The impact of migration policy in Zaatari camp on refugee family life: mobilities, work and gender roles Valentina Napolitano (Ifpo, ITHACA)

By reconstructing the trajectory of the members of a Syrian refugee family in the Zaatari camp in Jordan, this paper proposes to analyze the impact of humanitarian assistance programs and Jordanian migration policy on the reconfiguration of the family sphere. On the one hand, it will analyze the way in which certain programs that designate women as “vulnerable” have favored their access to education and work, and for the youngest among them, resettlement in third countries (Europe and Canada). On the other hand, restrictions on mobility outside the camp and limitations on access to the labor market have rather affected men by hindering their ability to find a job. These changes in the contribution to the family economy have not, however, reconfigured the unequal distribution of domestic tasks according to gender. This paper will also analyze the strategies used by members of this family to circumvent a number of constraints (in terms of mobility and subsistence) and the way in which forms of solidarity have emerged within the camp in order to cope with the difficult living conditions (surveillance, electricity cuts, lack of water). This paper is based on multiple visits and interviews conducted within Zaatari camp, between 2019 and 2020.

Local authority in informal Syrian refugee camps in Lebanon: divide- and-rule under a regime of strategic ambiguity Nora Stel (Radboud University)

This paper embraces the local turn in refugee studies. In particular, it explores the role of local authorities in the management of refugee settlements for which they are not officially made responsible. Drawing on an epistemic politics perspective, the paper engages with questions of representation, organization, and acknowledgment in the context of informal Syrian refugee settlements in Lebanon. The paper, using qualitative fieldwork data and critical policy analysis, focuses on relations between local camp representatives, so-called shawishes, and local Lebanese authorities. It concludes that shawishes are simultaneously informally propped up and co-opted and formally denied and disowned by municipalities and security agencies. The paper discusses these dynamics from a multi-scalar perspective. It brings in a national context in which alternative, and potentially less repressive, forms of refugee representation are actively undermined by Lebanese state officials who at the same time, without providing guidelines or resources for this, put pressure on municipalities to register refugees. The subsequent local dynamics in which state authorities strategically support refugee leaders yet dissociate themselves from them, the paper argues, can best be understood as representing a specific manifestation of a broader governmentality of strategic institutional ambiguity. Such a politics of uncertainty keeps refugees’ status, shelter, and representation arrangements informal, liminal, and exceptional in order to enable their control, exploitation, and expulsion. As such, the case-study material speaks to academic debates about what defines and determines campness, putting a special premium on the explanatory value of strategic ambiguity, ambivalence, uncertainty, and inaction.
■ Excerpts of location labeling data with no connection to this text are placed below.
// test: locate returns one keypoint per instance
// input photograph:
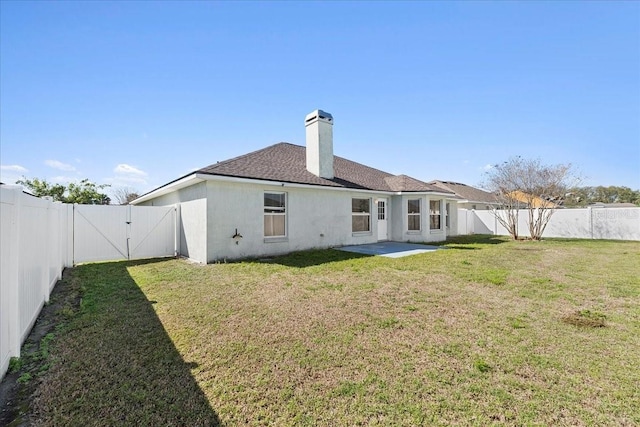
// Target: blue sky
(140, 93)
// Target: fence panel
(109, 233)
(40, 238)
(587, 223)
(33, 254)
(152, 232)
(100, 233)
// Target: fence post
(46, 242)
(12, 304)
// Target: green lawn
(487, 332)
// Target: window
(275, 214)
(434, 215)
(382, 214)
(447, 213)
(413, 215)
(360, 215)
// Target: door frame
(385, 213)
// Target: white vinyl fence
(105, 233)
(39, 238)
(588, 223)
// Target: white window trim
(419, 214)
(279, 238)
(366, 232)
(440, 229)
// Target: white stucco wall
(316, 218)
(211, 211)
(424, 234)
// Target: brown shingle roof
(286, 162)
(466, 192)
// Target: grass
(474, 335)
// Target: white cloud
(63, 180)
(127, 175)
(13, 168)
(56, 164)
(125, 169)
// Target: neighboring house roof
(286, 162)
(466, 192)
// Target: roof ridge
(251, 153)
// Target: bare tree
(124, 195)
(528, 184)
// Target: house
(469, 197)
(286, 197)
(532, 200)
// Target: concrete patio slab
(390, 249)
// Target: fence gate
(106, 233)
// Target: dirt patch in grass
(586, 318)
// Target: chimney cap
(318, 114)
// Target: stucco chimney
(320, 143)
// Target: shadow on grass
(472, 241)
(114, 363)
(314, 257)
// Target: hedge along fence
(587, 223)
(36, 246)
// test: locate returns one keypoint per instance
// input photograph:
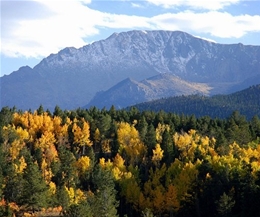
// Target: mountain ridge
(72, 77)
(246, 101)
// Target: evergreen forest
(246, 101)
(128, 163)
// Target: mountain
(72, 77)
(129, 92)
(247, 102)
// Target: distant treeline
(94, 162)
(247, 102)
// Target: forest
(222, 106)
(128, 163)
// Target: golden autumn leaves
(160, 187)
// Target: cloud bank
(38, 28)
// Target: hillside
(72, 77)
(130, 92)
(247, 102)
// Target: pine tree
(104, 203)
(35, 190)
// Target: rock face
(72, 77)
(130, 92)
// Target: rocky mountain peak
(72, 77)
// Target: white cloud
(195, 4)
(45, 27)
(218, 24)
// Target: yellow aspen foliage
(127, 134)
(83, 164)
(71, 194)
(97, 135)
(22, 133)
(158, 199)
(160, 130)
(60, 130)
(172, 204)
(185, 180)
(81, 135)
(104, 164)
(21, 165)
(130, 143)
(105, 146)
(52, 188)
(76, 196)
(132, 193)
(119, 162)
(117, 173)
(46, 171)
(51, 154)
(15, 149)
(157, 154)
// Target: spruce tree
(104, 203)
(35, 190)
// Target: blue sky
(32, 30)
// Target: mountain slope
(247, 102)
(130, 92)
(72, 77)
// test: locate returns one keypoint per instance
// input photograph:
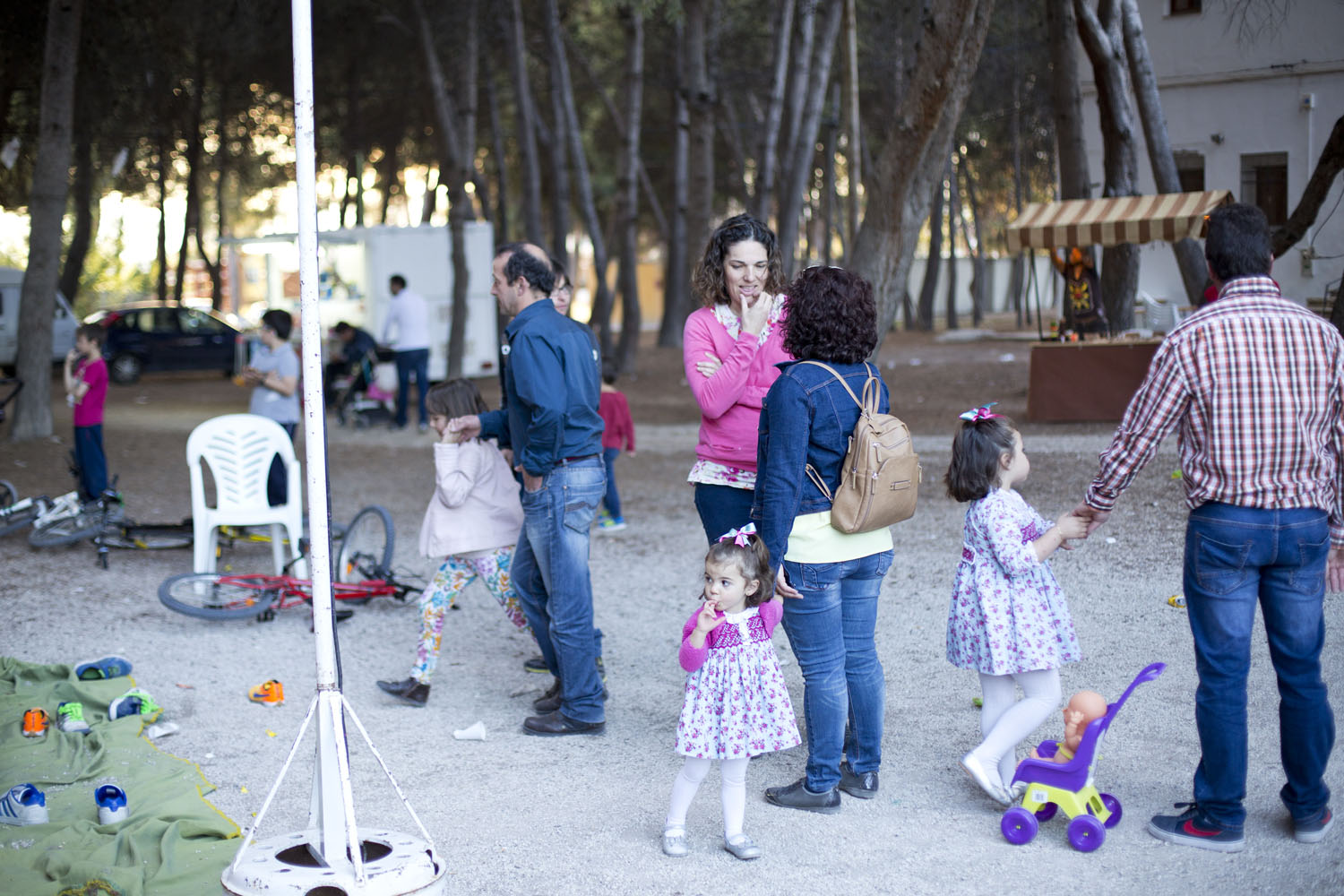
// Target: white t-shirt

Bulle as border spectacle: inclusive exclusion in an urban dispositif of migration reception, Paris 2016-2018 Melora Koepke (Simon Fraser University)

This paper investigates the urban politics of the European migration “crisis” through sustained and fine-grained investigation of a key site: the Centre de premier accueil Paris-Nord (CPA), France’s first and Europe’s largest urban migration facility that operated in the city’s Porte de La Chapelle neighbourhood from 2016-2018. With its architecturally remarkable centerpiece nicknamed the “Bulle de Paris” (Paris Bubble), the CPA was a temporary municipal experiment presented as a humanitarian dispositif providing emergency shelter and orientation for a large number of precarious migrants whose informal encampments were proliferating in the northern districts of the French capital since 2015. This paper argues, however, that the CPA’s function far exceeded its stated initial mission and that it was in fact a true Foucauldian dispositif – that is, a governmental apparatus created in response to a crisis that also shaped the crisis in its becoming. Drawing on evidence from an extended site ethnography conducted in situ for the CPA’s entire duration, I demonstrate how the site functioned as a border spectacle, shaping the politics of the crisis at the local and national scales while materially enacting migrants’ inclusive exclusion through three modalities of socio-spatial control: shelter, triage and exception.

Forced migration as urban development: Berlin’s accommo- dation approach and the development of sheltering as the new urban norm René Kreichauf (Vrije Universiteit Brussel) / Elizabeth Cullen Dunn (Indiana University Bloomington)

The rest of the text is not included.